Decision-Making in Autonomous Driving
Whether it be getting cut off by a Tesla or witnessing a Waymo taxi driving by itself, self-driving cars are becoming ever more present in today’s society. Driving is a task that involves many diverse interactions on the road, requiring full attention to the people and obstructions in the surrounding environment. This begs the question of how exactly an autonomous vehicle can replicate the decision-making of the human brain while driving. The key to tackling this challenge is the Markov decision process.
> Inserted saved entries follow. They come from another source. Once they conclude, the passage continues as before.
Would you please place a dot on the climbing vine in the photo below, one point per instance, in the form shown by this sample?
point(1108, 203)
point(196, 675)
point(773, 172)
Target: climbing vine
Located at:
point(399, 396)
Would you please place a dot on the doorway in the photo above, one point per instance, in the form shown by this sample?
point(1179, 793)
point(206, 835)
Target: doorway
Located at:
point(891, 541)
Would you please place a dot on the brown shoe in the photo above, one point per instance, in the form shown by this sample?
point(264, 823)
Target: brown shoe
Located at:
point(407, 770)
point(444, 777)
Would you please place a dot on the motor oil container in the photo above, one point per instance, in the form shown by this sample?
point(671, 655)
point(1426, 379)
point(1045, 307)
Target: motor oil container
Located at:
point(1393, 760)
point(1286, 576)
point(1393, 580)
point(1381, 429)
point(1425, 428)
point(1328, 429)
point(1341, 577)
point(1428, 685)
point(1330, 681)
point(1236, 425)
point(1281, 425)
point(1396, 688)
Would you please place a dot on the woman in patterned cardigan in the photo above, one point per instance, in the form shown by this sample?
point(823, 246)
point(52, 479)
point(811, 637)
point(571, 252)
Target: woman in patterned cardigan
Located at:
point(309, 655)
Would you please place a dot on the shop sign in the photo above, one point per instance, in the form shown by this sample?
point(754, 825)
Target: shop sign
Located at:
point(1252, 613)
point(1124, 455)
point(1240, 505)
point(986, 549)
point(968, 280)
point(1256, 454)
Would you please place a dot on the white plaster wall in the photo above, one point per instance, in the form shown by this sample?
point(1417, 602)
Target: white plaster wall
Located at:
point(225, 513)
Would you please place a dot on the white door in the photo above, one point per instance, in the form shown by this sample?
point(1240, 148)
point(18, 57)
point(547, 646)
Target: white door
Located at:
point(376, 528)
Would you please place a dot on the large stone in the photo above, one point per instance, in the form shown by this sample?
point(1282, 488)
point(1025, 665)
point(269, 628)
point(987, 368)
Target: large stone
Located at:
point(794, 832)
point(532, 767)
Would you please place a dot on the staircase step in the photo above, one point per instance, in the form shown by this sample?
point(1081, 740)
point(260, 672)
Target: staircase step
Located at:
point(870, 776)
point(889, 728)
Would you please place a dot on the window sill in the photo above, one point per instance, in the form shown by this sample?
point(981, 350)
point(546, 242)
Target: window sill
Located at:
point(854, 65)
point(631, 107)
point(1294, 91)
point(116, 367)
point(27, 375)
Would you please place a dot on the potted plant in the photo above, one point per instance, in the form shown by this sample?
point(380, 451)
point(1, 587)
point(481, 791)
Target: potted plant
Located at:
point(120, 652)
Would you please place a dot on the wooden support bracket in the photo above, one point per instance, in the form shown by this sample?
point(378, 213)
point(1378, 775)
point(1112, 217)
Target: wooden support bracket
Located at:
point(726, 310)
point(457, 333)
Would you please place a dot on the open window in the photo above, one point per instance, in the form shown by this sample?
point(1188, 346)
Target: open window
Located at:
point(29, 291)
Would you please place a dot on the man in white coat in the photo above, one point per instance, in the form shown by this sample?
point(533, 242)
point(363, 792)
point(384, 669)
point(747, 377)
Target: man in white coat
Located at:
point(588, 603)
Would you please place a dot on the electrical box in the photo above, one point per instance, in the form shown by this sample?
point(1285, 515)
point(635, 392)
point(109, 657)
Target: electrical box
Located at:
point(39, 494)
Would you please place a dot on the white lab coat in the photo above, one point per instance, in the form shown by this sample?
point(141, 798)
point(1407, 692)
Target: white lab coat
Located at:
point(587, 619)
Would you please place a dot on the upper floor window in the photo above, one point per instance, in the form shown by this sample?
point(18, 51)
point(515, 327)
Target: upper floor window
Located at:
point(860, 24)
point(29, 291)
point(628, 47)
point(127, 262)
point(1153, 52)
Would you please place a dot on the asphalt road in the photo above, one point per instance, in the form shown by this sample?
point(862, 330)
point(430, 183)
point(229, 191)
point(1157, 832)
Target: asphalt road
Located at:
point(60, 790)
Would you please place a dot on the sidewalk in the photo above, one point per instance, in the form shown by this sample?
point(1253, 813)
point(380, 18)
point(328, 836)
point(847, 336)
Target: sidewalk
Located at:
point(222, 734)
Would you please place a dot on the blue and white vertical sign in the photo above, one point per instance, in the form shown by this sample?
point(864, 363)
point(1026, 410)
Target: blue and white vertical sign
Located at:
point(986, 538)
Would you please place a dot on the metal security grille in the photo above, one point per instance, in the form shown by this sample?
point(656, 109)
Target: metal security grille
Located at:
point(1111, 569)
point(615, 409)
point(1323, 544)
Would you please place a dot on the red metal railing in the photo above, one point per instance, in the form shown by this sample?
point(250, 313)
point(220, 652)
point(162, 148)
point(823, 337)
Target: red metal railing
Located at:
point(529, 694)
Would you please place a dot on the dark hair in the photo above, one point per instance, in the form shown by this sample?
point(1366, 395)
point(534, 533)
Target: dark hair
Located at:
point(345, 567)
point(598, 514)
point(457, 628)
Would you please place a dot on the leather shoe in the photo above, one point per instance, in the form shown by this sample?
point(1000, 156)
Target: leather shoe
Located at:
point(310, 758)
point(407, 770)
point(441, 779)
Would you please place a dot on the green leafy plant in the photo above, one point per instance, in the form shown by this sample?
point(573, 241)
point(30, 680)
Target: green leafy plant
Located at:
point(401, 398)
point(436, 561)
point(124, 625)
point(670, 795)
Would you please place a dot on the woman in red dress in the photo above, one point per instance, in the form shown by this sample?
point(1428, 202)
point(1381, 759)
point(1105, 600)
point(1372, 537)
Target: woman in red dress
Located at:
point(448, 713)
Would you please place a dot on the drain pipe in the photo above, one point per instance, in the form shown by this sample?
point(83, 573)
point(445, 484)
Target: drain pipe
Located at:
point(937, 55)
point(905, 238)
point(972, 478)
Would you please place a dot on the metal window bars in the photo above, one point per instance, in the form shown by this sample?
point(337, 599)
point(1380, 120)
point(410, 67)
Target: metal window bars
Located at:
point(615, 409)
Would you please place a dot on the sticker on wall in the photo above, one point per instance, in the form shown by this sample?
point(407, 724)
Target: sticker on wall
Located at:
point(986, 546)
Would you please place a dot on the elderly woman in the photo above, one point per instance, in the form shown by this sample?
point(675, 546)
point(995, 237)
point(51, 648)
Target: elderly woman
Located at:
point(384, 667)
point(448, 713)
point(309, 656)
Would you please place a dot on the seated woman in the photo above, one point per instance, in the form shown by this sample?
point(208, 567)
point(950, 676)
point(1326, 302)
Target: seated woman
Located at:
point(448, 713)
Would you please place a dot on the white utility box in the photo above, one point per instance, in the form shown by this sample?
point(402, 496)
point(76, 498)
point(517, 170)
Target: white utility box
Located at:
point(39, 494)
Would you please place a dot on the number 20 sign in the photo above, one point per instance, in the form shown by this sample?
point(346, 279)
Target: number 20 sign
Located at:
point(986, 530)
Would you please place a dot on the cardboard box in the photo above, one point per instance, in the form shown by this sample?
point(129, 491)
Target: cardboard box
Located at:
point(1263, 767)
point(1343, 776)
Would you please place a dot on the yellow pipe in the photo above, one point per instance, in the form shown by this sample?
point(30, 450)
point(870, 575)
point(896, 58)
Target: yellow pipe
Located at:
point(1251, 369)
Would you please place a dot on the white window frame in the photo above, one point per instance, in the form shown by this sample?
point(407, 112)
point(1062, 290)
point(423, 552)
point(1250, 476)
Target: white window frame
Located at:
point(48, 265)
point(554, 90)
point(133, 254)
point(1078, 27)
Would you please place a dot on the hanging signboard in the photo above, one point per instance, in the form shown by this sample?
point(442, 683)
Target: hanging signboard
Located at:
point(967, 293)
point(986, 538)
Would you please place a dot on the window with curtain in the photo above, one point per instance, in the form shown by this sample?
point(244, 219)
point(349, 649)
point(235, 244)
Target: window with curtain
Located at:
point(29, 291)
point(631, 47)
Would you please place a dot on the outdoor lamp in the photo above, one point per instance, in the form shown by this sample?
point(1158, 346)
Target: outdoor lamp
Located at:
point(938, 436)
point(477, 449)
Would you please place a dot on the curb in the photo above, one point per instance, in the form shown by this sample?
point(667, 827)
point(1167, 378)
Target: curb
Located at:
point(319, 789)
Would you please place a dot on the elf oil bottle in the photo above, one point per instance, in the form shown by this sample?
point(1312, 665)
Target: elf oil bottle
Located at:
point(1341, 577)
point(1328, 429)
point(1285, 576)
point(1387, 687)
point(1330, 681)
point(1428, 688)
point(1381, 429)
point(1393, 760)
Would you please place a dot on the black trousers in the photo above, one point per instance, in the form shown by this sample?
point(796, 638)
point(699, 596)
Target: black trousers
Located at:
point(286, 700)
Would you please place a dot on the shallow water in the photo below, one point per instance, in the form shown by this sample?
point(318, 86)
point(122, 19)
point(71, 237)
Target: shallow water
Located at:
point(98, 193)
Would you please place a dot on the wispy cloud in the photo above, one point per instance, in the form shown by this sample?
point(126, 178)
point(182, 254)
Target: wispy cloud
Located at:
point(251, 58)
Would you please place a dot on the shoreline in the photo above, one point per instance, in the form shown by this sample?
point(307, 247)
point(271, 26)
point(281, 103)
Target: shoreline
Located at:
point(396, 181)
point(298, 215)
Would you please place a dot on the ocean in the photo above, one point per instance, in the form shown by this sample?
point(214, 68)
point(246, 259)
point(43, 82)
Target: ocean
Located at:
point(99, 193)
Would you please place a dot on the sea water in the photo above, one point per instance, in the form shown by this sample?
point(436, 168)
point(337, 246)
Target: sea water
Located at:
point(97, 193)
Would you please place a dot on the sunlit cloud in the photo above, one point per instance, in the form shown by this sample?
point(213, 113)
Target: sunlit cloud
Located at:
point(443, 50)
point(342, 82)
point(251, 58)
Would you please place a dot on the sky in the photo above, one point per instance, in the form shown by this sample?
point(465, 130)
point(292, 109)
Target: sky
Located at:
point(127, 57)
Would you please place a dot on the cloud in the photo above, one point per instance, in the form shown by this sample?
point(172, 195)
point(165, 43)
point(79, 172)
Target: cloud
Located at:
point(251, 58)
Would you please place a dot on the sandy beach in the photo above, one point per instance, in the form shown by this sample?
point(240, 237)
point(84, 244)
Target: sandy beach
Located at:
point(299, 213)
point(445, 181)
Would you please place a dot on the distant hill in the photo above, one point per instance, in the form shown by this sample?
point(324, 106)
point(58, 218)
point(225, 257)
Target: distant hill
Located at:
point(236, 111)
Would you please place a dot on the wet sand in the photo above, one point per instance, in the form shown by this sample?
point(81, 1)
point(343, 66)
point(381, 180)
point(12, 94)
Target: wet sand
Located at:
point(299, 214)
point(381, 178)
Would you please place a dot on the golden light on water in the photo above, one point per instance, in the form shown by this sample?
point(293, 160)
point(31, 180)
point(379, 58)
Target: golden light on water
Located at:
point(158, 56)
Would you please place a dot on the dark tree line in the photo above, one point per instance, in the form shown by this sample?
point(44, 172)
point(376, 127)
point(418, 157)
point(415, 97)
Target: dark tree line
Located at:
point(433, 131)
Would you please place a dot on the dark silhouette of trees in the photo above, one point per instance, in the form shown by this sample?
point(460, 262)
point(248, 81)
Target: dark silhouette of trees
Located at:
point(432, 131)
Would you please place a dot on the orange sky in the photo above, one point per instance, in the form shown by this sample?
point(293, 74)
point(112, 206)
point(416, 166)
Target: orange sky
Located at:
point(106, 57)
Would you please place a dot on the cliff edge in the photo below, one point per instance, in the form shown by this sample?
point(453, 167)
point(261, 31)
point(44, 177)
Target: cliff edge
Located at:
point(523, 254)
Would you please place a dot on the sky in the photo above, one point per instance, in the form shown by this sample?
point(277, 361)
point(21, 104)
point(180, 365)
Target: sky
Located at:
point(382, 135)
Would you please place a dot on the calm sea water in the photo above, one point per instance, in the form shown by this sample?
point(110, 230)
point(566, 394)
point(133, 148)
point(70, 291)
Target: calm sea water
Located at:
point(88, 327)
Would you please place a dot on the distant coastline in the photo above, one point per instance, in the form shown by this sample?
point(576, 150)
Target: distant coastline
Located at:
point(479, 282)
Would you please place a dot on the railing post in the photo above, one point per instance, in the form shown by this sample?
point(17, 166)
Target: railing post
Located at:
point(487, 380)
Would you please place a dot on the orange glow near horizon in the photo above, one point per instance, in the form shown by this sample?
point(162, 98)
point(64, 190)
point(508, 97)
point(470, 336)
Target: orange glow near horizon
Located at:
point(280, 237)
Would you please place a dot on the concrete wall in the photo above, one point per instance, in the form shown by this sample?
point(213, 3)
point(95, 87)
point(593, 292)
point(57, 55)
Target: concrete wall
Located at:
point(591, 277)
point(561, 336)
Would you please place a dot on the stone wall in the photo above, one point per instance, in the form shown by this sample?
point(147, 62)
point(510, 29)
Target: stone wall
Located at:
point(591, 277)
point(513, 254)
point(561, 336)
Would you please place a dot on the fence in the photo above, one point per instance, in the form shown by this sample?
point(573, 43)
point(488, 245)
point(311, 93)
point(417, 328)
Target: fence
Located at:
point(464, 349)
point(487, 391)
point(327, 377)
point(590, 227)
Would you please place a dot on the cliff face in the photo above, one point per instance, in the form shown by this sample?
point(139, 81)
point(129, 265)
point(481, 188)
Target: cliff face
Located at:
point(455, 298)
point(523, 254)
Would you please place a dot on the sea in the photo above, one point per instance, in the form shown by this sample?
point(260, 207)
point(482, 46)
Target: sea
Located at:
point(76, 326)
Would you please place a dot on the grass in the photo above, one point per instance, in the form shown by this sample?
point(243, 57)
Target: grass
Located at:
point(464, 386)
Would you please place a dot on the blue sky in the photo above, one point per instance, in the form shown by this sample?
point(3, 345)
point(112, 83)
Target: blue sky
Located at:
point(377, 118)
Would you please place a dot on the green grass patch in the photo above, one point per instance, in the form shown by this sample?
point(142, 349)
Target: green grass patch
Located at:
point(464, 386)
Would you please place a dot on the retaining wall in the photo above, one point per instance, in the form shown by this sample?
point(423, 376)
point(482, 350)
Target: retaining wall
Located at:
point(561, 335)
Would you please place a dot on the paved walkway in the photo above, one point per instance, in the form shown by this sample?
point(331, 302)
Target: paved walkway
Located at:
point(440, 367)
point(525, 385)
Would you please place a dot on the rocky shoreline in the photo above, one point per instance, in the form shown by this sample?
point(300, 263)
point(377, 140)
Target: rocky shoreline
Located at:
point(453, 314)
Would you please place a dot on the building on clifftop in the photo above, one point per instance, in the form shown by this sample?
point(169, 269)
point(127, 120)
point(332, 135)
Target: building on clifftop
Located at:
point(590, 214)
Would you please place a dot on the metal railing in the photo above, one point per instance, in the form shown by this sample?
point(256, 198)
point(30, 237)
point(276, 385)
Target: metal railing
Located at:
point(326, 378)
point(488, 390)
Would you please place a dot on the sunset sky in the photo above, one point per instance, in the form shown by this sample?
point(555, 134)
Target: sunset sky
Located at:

Authors: Mara Andronache, Linda Salvalaggio, Joshua Tan
Decision-making problem
In an autonomous driving system, the three core components are environment perception, decision-making, and dynamic control. The goal of decision-making is to understand the environment and predict the movements of surrounding entities. This is a complex task which involves planning the route and determining the actions needed to follow it, all whilst responding to the dynamic, and random, traffic environment. The Markov decision process (MDP) is a probabilistic decision-making method which takes into account various elements of the traffic environment while considering safety, efficiency, and comfort. This mathematical formulation allows a computer to approach decision and control problems with uncertain behaviours.Quantifying the scenario
A Markov decision process operates on the 5-tuple: $$(\mathcal{S}, \mathcal{A}, r(s, a, s’), p(s, a, s’), \gamma)$$ To simplify, only the decision-making car (ego car) and one vehicle of interest will be represented. The traffic environment is represented by the environment state space \(\mathcal{S}\). A state \(s \in \mathcal{S}\) contains variables which represent the environmental information:- \(\Delta x_{lon}\) – how far the other vehicle is ahead of the ego car
- \(x_{lat}^{ego}, x_{lat}^{veh}\) – lateral positions of ego car and other vehicle
- \(v_{lon}^{ego}, v_{lon}^{veh}\) – longitudinal velocities of ego car and other vehicle

Environment transition model
Since the state space \(\mathcal{S}\) takes discrete values, but the real world has a continuous state space \(\mathcal{S}_c\), a random variable \(I_\mathcal{S}\colon \mathcal{S}_c \to \mathcal{S}\) is used to connect real-world continuous states to discretized states. The inverse correspondence \(I_\mathcal{S}^{-1}\colon \mathcal{S} \to \mathcal{S}_c\) thus associates to each discrete state \(s \in \mathcal{S}\) a collection of continuous states in \(\mathcal{S}_c\). The probability that the car starts in an initial state \(s\), follows trajectory \(a\), and ends in a final state \(s’\) is given by \(p(s, a, s’)\). If the car’s initial state \(s\) is given and a trajectory \(a\) is predetermined, the conditional probability \(p(s’ \mid s, a)\) of the transition to the final state \(s’\) is approximated using the Monte Carlo method. This method empirically takes a sample in the state space and, given a trajectory \(a\), compares it with the prediction model \(p(s, a, s’)\) to estimate the conditional probability \(p(s’ \mid s, a)\).
Environment reward model
For a transition from \(s\) to \(s’\) under action \(s\), there is a corresponding reward \(r(s, a, s’)\) which can be seen as the assignment or deduction of points. The reward takes into account safety, efficiency, comfort, and the rules of the road. A large, positive reward is fixed for when the ego car overtakes the other vehicle, which is a good final state. A large negative reward is fixed for when the ego car enters a bad final state, which includes colliding with the other vehicle, driving off-road, and being overtaken by the other car. When one of these final states is not reached, the reward is given by
\[r = \sum_{i = 1}^{t/\Delta t} \Delta t(f_{com} a_{lon} + f_{ove} v_{lat} + f_{obe}(!\mathbb{I}_{\mathcal{S}_{right}})\]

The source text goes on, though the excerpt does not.